COVID-19 has forced workplaces to implement changes, but these have been mostly superficial. Most organizations have attempted to deliver the finest work equipment (such as a Macbook or PC; continue reading for more examples) to each of their employees’ homes so that work is not hampered. However, there are so much more requirements when you’re working from home. To manage work from home employers might want to hire providers who can help employees with IT support. Not all employees would be self-efficient and they would require the likes of Indianapolis managed services provider or their likes, who can provide timely assistance. Moreover, what’s needed is a transformation of work, in which workers are paid more to do less, with the goal of moving towards a post-work society, one in which people don’t have to sell their labor to survive.

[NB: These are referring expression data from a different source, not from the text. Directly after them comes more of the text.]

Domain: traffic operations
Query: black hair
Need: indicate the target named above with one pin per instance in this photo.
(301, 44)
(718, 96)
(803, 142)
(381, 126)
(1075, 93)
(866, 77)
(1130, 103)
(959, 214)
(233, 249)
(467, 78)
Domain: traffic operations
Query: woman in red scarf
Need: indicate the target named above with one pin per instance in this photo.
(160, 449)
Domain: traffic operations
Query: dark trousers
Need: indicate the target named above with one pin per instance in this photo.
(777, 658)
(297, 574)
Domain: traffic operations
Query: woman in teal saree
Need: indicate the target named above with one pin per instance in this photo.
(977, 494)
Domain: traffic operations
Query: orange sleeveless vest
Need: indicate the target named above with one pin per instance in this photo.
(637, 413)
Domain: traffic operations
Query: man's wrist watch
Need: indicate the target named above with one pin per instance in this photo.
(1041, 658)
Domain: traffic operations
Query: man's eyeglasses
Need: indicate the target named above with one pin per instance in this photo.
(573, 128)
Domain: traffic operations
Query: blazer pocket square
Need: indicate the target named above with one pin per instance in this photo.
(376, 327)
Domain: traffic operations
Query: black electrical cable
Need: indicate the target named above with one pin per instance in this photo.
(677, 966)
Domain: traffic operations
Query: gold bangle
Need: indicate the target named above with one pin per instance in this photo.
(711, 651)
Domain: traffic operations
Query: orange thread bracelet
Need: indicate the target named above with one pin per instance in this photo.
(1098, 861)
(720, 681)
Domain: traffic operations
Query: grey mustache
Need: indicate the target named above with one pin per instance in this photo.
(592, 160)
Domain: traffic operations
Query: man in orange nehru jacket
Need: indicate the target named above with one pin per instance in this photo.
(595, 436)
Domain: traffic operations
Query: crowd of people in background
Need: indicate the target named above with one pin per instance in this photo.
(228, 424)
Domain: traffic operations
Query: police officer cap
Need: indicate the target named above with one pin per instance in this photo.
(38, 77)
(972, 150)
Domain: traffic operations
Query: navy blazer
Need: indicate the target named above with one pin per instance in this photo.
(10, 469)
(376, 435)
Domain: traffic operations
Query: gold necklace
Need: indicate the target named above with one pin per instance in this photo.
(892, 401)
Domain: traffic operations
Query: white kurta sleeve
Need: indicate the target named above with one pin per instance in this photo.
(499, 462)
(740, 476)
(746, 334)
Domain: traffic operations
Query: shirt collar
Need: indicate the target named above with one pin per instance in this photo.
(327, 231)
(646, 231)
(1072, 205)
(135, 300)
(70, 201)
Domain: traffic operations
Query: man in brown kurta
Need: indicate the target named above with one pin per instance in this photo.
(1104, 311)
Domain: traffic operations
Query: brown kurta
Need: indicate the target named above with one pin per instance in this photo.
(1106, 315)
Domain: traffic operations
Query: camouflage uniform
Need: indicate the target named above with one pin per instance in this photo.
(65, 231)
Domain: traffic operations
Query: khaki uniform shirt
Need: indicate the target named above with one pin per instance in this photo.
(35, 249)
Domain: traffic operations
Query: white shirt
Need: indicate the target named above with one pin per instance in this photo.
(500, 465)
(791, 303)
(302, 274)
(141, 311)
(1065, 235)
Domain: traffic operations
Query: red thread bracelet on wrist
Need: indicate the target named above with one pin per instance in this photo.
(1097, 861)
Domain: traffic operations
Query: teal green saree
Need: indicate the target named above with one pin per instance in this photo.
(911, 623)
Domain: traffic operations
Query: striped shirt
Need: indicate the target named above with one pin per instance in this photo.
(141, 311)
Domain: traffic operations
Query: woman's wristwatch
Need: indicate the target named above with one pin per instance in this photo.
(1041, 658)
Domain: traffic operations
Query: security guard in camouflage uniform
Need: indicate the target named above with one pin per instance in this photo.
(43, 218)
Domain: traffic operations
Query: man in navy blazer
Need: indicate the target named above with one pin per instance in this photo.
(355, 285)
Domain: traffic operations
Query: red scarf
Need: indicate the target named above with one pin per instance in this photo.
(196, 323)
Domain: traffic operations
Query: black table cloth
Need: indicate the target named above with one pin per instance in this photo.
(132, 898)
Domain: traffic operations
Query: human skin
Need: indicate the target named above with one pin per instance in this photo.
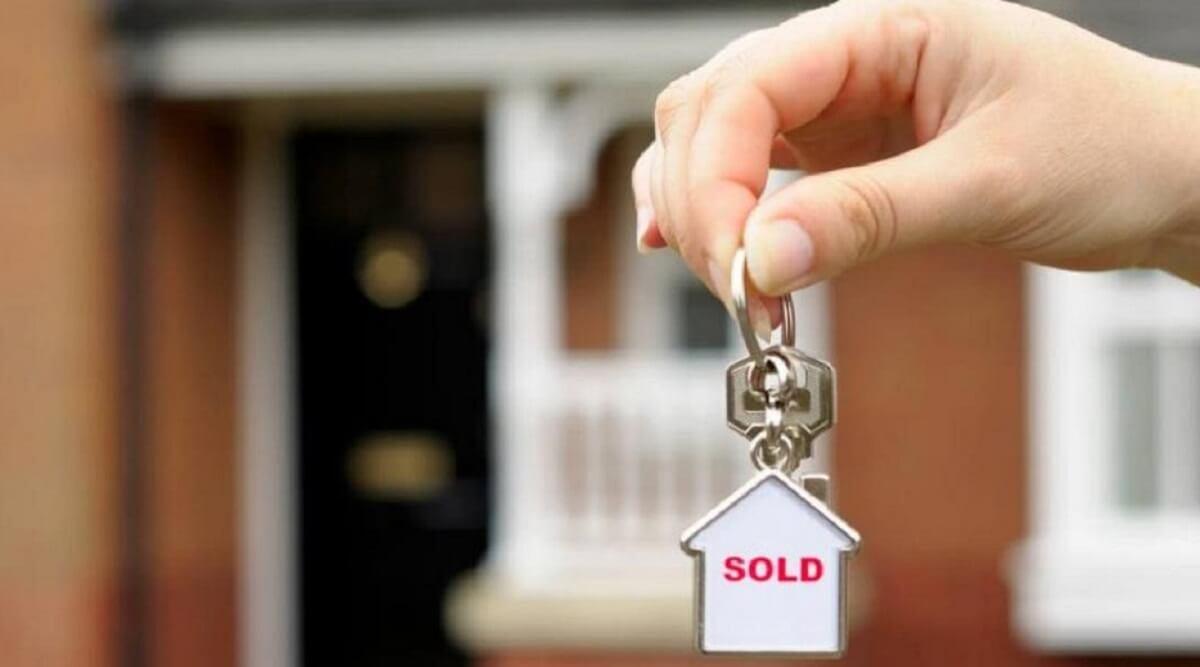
(921, 121)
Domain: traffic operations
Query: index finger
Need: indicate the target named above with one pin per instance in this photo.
(783, 82)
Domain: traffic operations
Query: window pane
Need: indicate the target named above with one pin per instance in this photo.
(1137, 426)
(1179, 426)
(705, 320)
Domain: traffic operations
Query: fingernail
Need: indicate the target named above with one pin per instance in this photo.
(645, 218)
(779, 253)
(760, 318)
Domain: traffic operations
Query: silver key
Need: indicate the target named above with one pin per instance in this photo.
(809, 407)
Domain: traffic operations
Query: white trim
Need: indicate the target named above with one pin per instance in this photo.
(1093, 577)
(437, 54)
(267, 437)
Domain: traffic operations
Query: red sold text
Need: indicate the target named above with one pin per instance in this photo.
(762, 569)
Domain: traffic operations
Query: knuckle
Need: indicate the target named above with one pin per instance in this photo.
(669, 104)
(871, 215)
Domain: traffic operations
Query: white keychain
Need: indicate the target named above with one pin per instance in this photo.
(771, 559)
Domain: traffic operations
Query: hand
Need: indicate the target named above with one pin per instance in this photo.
(922, 121)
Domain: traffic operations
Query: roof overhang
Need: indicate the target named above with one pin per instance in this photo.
(280, 59)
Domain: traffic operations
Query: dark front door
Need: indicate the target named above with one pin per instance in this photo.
(390, 266)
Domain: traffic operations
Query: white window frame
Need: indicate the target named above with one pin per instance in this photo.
(1091, 576)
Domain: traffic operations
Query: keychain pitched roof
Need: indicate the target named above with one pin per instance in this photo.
(771, 571)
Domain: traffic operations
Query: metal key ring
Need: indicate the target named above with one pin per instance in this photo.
(742, 310)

Workplace relationships are about power, something I became only too aware of when The Troll decided to fire me: working from home wouldn’t have changed anything, it wouldn’t have afforded me any additional rights or protections. I would have been just as expendable. A transformation of work starts with radically changing this power dynamic. The challenge today is: how do you convince people to resist exploitation when they’re auto-exploiting?